Pas facile de raconter Amer, ses créateurs Hélène Cattet et Bruno Forzani ayant décidé de bannir presque intégralement le verbe de leur premier long-métrage. Un choix audacieux pour un film qui ne l'est pas moins, tant Amer se voit, s'écoute et se ressent comme un souvenir. Ou plutôt des souvenirs, la segmentation du film en trois actes adoptant successivement le point de vue d'une petite fille, d'une adolescente et d'une femme. Trois étapes de la vie d'une même protagoniste.
A l'intention comme à l'écran, Amer fait allégeance au giallo et particulièrement à son âge d'or, qui fut aussi celui de Dario Argento. Rien d'étonnant à cela vu la vocation esthétique de l'oeuvre : provoquer une saturation du regard et des sens pour plonger son audience dans un univers totalement subjectif.
La première partie du film, qui épouse le point de vue d'une fillette laissant libre cours à son imagination durant une veillée funèbre, évoque ainsi Suspiria : déformation du réel, mélange de peur et de curiosité face à des phénomènes dont on ne peut expliquer la nature profonde, immensité d'un lieu clos et lugubre, le tout fondu dans un déchaînement de teintes rouges et bleues.

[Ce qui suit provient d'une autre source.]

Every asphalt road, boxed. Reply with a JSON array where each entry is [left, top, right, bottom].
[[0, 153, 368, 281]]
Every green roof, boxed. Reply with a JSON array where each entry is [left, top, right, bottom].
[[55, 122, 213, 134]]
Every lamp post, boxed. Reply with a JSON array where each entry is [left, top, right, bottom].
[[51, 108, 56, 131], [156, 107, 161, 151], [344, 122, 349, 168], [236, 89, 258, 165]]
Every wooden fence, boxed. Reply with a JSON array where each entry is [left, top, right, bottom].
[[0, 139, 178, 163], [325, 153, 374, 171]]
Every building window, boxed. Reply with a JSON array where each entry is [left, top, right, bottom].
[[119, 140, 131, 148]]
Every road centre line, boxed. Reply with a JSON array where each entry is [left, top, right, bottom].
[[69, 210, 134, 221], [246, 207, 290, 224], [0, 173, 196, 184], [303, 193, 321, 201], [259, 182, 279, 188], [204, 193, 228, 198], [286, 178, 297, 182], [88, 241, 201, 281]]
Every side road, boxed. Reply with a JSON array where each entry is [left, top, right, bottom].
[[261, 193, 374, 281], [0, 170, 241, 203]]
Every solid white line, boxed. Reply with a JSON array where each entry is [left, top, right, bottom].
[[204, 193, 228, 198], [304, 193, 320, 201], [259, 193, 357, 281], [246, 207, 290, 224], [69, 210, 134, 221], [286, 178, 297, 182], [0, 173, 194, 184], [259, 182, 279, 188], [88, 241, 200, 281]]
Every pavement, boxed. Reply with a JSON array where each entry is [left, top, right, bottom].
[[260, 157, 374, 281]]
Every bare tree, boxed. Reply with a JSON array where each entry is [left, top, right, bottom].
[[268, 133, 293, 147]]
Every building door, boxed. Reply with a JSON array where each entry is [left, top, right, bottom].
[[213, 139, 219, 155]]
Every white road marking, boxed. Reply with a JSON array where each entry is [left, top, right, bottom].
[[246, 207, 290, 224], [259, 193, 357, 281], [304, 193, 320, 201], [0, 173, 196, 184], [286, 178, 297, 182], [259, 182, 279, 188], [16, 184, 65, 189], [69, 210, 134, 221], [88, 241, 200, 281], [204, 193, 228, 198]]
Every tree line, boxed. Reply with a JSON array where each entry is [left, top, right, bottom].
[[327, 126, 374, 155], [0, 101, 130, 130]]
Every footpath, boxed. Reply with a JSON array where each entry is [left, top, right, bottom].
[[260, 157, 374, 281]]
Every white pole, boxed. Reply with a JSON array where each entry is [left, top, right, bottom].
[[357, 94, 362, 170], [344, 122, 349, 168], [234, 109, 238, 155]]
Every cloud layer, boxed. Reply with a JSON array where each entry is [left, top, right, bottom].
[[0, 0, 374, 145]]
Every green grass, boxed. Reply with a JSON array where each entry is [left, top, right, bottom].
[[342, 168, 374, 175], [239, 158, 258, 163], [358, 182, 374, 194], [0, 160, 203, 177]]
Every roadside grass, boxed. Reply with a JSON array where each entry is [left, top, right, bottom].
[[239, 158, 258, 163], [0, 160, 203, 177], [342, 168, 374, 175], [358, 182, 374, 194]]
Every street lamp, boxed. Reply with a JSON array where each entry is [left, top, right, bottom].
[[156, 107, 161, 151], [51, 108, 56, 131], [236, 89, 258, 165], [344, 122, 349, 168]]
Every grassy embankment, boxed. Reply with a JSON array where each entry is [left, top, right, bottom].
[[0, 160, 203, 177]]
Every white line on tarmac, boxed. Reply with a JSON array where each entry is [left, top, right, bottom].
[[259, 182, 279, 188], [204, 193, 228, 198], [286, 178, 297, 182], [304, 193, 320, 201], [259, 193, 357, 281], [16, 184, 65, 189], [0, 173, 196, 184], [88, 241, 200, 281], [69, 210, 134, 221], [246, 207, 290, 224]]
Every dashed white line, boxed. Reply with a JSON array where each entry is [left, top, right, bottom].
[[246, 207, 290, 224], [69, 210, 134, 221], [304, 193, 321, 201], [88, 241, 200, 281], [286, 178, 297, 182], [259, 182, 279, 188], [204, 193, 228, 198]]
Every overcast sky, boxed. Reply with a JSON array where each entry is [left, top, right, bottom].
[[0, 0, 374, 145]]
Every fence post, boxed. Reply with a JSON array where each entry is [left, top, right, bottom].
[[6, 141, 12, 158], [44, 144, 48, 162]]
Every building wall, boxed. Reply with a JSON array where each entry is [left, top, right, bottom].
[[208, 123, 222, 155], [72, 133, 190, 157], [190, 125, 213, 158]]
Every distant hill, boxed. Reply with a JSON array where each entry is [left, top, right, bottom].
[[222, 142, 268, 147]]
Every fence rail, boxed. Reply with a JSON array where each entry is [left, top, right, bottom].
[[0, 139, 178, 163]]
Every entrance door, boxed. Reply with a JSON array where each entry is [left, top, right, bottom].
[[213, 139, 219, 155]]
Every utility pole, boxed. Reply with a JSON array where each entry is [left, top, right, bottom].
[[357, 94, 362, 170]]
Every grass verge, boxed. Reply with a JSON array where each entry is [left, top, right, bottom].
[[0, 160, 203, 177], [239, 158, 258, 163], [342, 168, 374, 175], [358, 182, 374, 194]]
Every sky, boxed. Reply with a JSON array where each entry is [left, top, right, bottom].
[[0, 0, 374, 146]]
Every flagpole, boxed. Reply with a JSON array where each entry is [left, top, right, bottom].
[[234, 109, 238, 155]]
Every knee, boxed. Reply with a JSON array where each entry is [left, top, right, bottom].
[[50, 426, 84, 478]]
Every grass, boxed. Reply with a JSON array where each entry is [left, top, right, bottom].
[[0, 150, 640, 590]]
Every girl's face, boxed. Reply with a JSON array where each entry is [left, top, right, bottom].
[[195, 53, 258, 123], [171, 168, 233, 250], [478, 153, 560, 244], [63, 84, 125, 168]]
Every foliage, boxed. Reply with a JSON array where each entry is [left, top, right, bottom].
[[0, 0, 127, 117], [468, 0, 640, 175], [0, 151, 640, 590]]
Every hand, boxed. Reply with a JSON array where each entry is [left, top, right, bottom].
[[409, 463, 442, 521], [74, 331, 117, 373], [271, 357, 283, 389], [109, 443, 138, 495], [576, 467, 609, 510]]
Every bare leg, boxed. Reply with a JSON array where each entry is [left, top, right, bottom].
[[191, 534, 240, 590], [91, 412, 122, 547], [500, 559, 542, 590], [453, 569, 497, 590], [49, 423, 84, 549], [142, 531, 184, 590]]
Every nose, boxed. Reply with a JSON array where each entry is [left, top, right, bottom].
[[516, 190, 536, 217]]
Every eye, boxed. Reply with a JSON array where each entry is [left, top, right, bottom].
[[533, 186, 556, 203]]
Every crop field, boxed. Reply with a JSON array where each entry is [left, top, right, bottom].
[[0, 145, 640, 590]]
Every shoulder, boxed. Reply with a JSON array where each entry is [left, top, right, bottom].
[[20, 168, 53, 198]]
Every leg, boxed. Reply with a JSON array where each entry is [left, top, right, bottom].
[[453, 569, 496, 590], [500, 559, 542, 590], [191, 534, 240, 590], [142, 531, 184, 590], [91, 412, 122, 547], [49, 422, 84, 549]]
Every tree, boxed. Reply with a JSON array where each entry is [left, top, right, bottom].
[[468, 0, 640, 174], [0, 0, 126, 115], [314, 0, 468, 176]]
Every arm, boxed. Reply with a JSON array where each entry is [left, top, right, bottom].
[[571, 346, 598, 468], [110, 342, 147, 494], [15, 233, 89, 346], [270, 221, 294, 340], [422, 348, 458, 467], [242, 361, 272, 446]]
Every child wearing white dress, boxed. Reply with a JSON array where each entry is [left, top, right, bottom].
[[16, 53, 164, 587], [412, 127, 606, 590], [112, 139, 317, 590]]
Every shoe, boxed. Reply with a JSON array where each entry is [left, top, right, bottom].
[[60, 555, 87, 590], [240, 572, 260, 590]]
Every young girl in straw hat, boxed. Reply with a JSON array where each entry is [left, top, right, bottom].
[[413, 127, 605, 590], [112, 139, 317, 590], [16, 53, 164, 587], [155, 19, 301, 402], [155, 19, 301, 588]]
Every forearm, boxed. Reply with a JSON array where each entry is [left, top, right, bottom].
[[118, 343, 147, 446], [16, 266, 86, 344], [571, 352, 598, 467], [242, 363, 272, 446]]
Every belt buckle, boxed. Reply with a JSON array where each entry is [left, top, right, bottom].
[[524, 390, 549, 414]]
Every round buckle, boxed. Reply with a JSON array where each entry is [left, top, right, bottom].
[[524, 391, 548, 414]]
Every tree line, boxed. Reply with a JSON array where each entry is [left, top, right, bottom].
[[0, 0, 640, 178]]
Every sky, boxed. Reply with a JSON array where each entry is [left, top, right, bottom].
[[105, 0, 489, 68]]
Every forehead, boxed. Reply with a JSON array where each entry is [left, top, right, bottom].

La seconde partie, solaire et épidermique, illustre la naissance de désirs qui se verront contrariés aussitôt que la jeune-fille menacera d'y céder.
La dernière, enfin, où l'héroïne décide d'affronter ses angoisses en revenant à leur source, formera un piège là encore très référentiel : la reprise d'une séquence-clé des Frissons de l'angoisse débouchera non pas sur une révélation bénéfique pour le personnage (comme c'était le cas dans le film d'Argento), mais sur un enchevêtrement de pulsions qui, jusque là source de rêves et de fantasmes, se concrétiseront.
Et les trois segments, riches en gros plans inquisiteurs, de former un puzzle obsédant.
Au-delà des apparences, au delà du regard, Amer interpelle, secoue et enchante comme pouvaient le faire les contes que l'on nous racontait étant enfants. A ceci près que le film de Cattet et Forzani embrasse la psyché d'un être dont la vision serait restée biaisée par cette terreur enfantine. Une vision que les cinéastes cisèlent au fil d'un voyage mental où image et son passent avant tout, les rares lignes de dialogue demeurant souvent sans réponse. Considérant la radicalité de leurs choix esthétiques, il est vrai que les images se passent de commentaires.